I recently worked on a new UI-less application. The application read some data then sent it to another server over a TCP connection. There could be lots of data and several servers so the application was multithreaded.

Every few hours the application would stop responding. Windows reported the service was running so I know it didn’t crash.

This didn’t make much sense because an exception or deadlock on one thread shouldn’t stop other threads. I pushed that thought to the back of my mind. There was definitely a bug somewhere.

Getting started…

My initial thought was some deadlock in my tcp connection. I was using an asynchronous API that I wasn’t familiar with so that seems like a good starting point. I double checked the documentation and made a few changes. I pushed my changes to the server and… it deadlocked in a few hours.

Next idea – maybe the application isn’t unregistering all the event handlers. Maybe I somehow ended up with thousands of timer events. Sure enough the timers were not stopped correctly. I updated my timer stop methods to unregister the events and… no luck, it still deadlocks.

This time I used Process Explorer to inspect the application while it was in the deadlock state. Cpu usage was 0% and it was using about 100MB of RAM. Neither of those seemed like an issue. Then I noticed the threads. It processes owned over 2000 threads. This seemed outrageous. Each thread showed the start address as a timer elapsed event. This isn’t too helpful because most of my logic happened in the timer event.

Almost there…

Using Process Explorer I was able to see over 2000 threads but I couldn’t see a stack track. I needed a different tool to do that.

I thought about using Process Monitor. It is a really powerful tool, but I don’t use it often and it’s usually difficult for me to filter through everything.

Then I thought about creating a minidump and digging through that. I’ve only done that once before. I couldn’t remember the exact steps but I remember it being somewhat difficult to get setup.

Then I remembered a new tool I just got a license for – dotTrace. It is part of the Resharper Ultimate package. I decided to give that a try. In minutes I had a beautiful snapshot that show the stack trace for all 2000 of my threads. I started looking through it.

Got it!

I started expanding the stack traces for each thread. Finally it made sense! All threads were stuck at the same spot. It wasn’t my timer. It wasn’t my event handlers. It wasn’t the TCP connections.

It was the logging library it was using! LOGS! Logs are supposted to save the devs!

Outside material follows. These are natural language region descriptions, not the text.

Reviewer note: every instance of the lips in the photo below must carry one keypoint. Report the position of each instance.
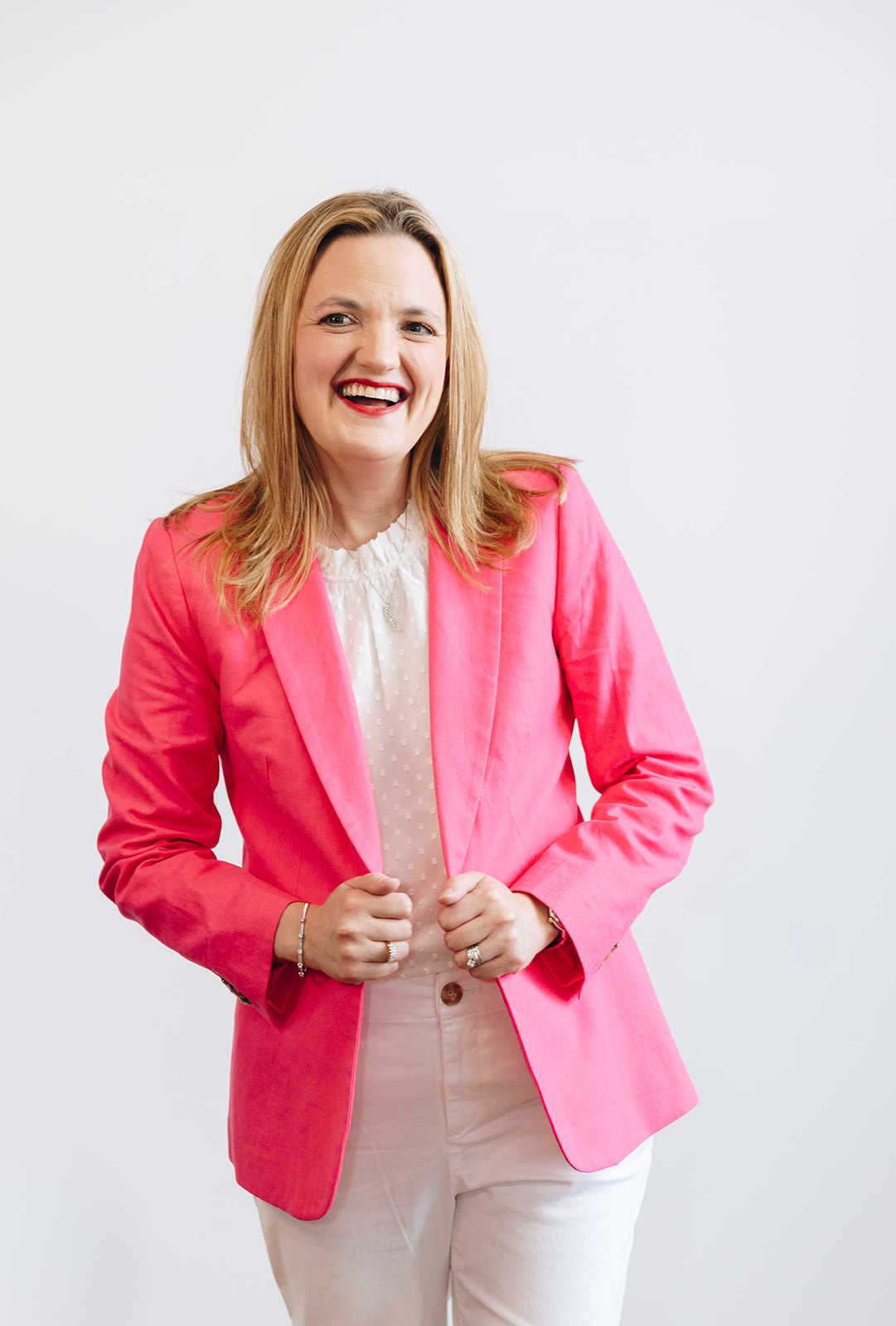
(369, 397)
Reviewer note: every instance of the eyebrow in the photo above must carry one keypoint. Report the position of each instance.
(343, 302)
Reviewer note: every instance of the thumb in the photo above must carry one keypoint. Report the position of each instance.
(459, 886)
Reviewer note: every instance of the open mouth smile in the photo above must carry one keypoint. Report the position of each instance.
(370, 398)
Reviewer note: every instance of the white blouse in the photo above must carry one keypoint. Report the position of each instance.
(390, 676)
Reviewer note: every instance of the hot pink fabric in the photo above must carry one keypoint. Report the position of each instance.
(561, 634)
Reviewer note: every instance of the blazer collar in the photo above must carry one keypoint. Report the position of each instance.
(464, 663)
(464, 658)
(309, 658)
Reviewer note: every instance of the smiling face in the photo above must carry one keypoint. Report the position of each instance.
(370, 356)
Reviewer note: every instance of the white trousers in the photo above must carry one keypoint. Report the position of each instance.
(453, 1182)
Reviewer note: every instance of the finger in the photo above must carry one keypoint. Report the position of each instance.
(383, 930)
(376, 883)
(380, 961)
(464, 936)
(459, 886)
(393, 907)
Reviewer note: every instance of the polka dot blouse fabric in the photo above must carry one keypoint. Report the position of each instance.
(390, 676)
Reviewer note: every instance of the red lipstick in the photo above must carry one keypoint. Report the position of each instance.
(370, 404)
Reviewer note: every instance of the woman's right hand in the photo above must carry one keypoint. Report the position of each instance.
(346, 936)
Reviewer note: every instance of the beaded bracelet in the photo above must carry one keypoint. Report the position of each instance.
(300, 959)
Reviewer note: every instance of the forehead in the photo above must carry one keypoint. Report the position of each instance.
(380, 267)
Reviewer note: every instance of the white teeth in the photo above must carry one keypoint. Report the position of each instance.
(356, 389)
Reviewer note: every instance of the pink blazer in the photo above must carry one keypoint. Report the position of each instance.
(559, 636)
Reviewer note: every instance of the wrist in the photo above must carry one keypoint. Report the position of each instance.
(288, 932)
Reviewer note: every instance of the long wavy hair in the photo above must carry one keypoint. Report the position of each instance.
(263, 548)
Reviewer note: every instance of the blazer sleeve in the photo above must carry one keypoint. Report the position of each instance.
(643, 755)
(165, 739)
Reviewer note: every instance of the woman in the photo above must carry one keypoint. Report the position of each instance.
(448, 1060)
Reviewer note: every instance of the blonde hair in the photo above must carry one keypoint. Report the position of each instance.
(271, 520)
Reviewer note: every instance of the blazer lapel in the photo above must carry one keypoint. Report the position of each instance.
(464, 663)
(310, 662)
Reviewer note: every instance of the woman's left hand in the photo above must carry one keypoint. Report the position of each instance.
(508, 928)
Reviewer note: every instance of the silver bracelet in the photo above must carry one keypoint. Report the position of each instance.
(300, 959)
(559, 926)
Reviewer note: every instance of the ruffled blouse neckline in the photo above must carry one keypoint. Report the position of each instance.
(380, 554)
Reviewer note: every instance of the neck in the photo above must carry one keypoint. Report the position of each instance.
(361, 514)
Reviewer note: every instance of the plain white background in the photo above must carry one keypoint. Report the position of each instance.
(677, 222)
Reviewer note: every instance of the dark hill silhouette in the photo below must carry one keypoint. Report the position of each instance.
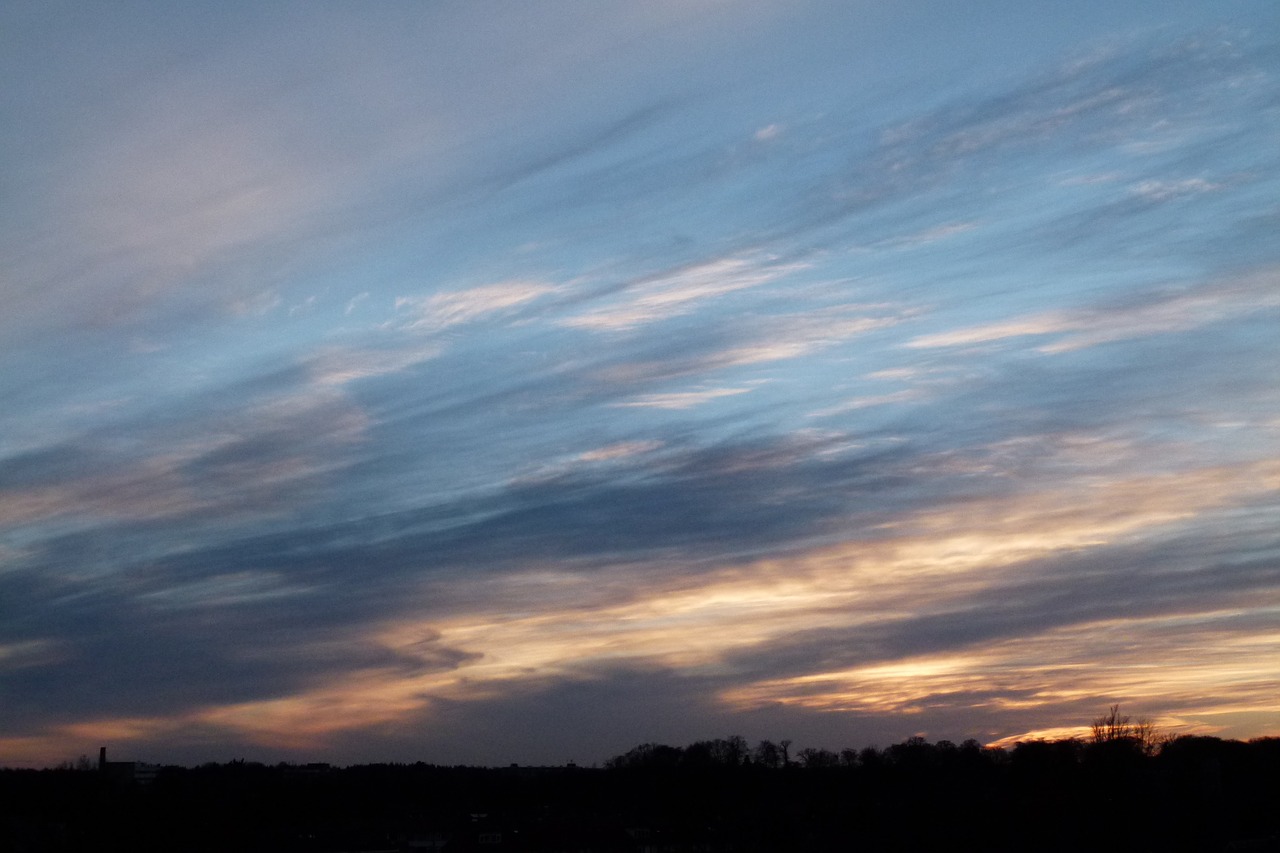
(1193, 793)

At that moment I had to laugh because all I can think about was Obi-Wan talking to the logging server.

It was said that you would destroy the bugs, not create them!

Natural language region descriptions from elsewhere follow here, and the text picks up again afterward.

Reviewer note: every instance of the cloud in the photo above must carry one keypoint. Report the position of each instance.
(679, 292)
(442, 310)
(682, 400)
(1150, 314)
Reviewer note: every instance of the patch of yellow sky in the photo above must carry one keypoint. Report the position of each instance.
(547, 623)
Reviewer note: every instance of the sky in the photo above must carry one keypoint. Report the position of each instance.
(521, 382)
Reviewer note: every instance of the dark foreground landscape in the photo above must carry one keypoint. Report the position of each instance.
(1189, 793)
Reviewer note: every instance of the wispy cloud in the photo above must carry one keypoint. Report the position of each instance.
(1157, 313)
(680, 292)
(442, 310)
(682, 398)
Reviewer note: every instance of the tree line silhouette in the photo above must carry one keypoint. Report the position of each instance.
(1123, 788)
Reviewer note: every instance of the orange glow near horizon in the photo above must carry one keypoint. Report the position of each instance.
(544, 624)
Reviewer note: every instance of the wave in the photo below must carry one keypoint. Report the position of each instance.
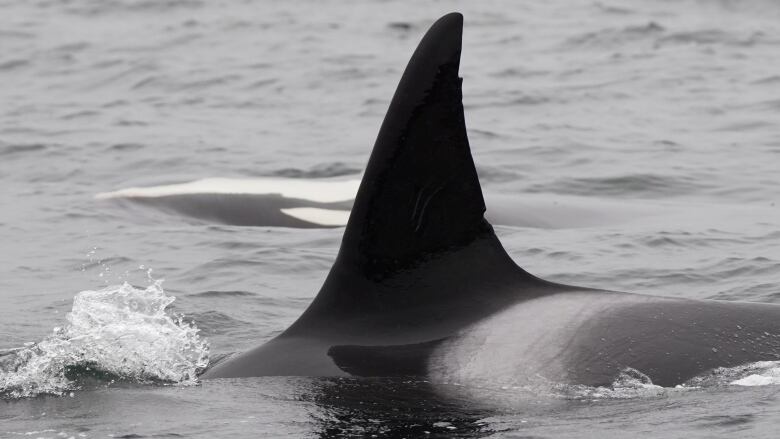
(118, 333)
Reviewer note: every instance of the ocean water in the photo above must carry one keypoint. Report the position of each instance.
(669, 106)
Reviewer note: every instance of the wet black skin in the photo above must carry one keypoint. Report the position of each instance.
(419, 264)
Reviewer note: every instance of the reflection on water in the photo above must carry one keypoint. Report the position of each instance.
(392, 408)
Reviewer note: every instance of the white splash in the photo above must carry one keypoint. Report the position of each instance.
(630, 383)
(118, 331)
(761, 373)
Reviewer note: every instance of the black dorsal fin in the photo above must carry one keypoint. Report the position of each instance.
(417, 232)
(420, 193)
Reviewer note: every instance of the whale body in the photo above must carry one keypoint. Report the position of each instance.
(326, 202)
(422, 286)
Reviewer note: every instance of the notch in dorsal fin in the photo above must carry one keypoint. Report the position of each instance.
(420, 193)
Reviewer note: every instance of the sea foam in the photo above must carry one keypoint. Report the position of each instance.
(117, 333)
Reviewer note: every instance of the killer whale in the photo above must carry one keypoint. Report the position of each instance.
(326, 202)
(421, 285)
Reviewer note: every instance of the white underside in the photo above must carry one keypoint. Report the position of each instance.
(320, 191)
(314, 215)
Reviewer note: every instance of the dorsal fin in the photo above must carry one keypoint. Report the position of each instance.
(417, 232)
(420, 193)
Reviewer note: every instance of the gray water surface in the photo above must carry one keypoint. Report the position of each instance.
(672, 106)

-I’m pretty sure that’s what Obi-Wan said

The fix

The logging library I was using is an open source project on github. I got lucky with this one. There was an issue fix two months ago that fixed my exact issue! All I had to do was update my nuget package and hope for the best.

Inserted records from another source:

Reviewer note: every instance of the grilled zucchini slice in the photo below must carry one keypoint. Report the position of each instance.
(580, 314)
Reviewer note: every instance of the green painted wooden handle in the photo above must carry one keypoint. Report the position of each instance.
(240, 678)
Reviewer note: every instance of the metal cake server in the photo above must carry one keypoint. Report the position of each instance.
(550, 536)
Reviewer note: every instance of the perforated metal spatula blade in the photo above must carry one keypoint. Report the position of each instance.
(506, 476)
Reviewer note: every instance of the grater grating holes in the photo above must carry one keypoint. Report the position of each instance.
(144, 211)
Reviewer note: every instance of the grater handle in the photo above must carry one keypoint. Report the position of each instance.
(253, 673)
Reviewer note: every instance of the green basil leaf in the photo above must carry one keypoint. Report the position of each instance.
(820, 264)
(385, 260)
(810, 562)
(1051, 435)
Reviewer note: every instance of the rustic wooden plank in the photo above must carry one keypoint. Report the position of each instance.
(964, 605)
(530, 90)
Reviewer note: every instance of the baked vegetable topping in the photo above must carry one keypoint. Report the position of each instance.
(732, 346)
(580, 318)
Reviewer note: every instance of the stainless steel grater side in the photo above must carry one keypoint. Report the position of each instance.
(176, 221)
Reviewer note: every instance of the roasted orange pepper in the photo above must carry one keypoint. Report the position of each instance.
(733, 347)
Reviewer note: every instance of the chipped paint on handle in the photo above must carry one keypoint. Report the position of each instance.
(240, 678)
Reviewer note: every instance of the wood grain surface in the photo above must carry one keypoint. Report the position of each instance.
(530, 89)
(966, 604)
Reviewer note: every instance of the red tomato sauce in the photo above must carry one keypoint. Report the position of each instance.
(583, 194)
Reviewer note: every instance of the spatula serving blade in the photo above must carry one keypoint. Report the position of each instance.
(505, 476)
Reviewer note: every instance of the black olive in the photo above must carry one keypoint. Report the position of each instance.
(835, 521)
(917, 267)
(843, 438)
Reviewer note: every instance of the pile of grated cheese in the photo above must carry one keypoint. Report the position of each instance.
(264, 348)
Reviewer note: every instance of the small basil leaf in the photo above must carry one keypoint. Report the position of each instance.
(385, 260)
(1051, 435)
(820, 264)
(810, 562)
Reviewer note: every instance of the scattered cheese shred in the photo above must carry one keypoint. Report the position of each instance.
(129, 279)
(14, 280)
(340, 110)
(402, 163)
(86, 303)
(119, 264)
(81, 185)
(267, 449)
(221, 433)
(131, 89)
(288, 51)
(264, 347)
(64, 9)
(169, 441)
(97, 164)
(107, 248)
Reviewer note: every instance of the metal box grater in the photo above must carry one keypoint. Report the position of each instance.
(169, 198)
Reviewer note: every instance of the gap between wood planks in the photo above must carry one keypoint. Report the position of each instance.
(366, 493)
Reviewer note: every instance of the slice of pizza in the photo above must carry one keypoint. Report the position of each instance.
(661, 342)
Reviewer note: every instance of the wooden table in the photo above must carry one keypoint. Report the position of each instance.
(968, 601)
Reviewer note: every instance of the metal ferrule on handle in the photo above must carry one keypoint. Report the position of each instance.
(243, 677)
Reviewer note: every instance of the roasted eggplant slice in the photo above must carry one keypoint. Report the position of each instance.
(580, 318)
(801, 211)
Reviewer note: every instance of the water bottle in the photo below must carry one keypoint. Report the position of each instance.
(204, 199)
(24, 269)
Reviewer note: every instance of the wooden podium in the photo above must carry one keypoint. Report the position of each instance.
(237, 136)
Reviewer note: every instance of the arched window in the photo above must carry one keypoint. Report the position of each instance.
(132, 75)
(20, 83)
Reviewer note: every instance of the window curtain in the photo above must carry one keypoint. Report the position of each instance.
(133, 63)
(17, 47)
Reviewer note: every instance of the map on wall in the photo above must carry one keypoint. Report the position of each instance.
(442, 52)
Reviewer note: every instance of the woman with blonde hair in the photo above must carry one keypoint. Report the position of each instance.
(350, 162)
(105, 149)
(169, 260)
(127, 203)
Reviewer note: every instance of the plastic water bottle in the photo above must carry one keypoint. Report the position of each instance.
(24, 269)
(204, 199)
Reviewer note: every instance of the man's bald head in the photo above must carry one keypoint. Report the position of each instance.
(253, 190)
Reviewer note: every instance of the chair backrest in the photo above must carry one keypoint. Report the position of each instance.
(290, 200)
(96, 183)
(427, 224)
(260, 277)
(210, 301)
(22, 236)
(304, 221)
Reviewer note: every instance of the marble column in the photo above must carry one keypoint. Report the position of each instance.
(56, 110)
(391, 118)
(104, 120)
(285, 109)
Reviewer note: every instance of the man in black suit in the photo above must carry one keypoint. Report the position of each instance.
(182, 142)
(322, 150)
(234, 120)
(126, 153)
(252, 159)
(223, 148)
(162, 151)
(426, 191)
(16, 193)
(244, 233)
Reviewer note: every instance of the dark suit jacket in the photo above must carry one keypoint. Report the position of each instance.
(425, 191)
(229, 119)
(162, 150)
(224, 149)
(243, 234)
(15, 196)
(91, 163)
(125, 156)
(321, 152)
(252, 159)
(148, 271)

…And it worked! After days of dissecting, optimizing and reworking code my solution was to click one button in Visual Studio.

As a developer, you need to be able to laugh at these situations. People go down the wrong path all the time. Going down the wrong path seems like a good blog post…

Why didn’t you update your nugets in the first place?

Great question. The logging library I am using was wrapped in another private my company uses to standardize logs across the enterprise. That was on the latest version. To Visual Studio everything was up to date.